The court, however, left the door open for future action if the neighboring states could demonstrate that the canal was causing them harm.

Cox, who is running for governor, hopes the carp invasion will fit that bill, and he is asking the court to force Illinois and the Army Corps to re-engineer the canal system to once again separate Lake Michigan from the Mississippi.

Biologists: Fish may not breed

Biologists have said all is not lost if a small population of fish make it into Lake Michigan, because it can be very difficult for a breeding population to get established.

"If a few fish get into the Great Lakes, it's not game over," Duane Chapman, a U.S. Geological Survey researcher who has made a career out of studying the fish on the heavily infested Missouri River, said last month.

The fish can grow to 50 pounds and consume up to 20% of their weight in plankton per day - food upon which every other species in a water system either directly or indirectly depends.

Chapman said they do indeed pose a dire threat to fishing and recreational boating on the world's largest freshwater system.

But he said what matters now is how many get into the lake.

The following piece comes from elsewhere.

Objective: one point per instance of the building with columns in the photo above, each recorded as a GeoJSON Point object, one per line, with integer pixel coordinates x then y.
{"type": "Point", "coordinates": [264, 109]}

That will determine whether a breeding population gets established.

For invasion biologists, numbers are everything. First, the invading fish have to find each other. Then they have to find a place to spawn. Asian carp probably won't be able to breed in open lake waters. Research shows that fertilized Asian carp eggs require long free-flowing rivers; without a current to keep them afloat, they sink to the bottom and die. Surveys have shown there are 22 tributaries on the U.S. side of the Great Lakes that may provide suitable spawning habitat. More such rivers flow into the lakes from Canada.

"The number of fish that get in is everything - it will control whether these fish have a chance of putting together a population or not," Chapman said.

The worry is what the carp will do to Lake Michigan's $7 billion commercial and recreational fishery, as well as the recreational boating industry.

The two Asian carp species now threatening the Great Lakes were first imported to the United States by an Arkansas fish farmer in the early 1970s. He wasn't interested in the fish and turned them over to Arkansas fishery officials, and they in turn used them in sewage treatment experiments funded in part by an $81,000 grant from the U.S. Environmental Protection Agency, according to a 2006 Journal Sentinel investigation.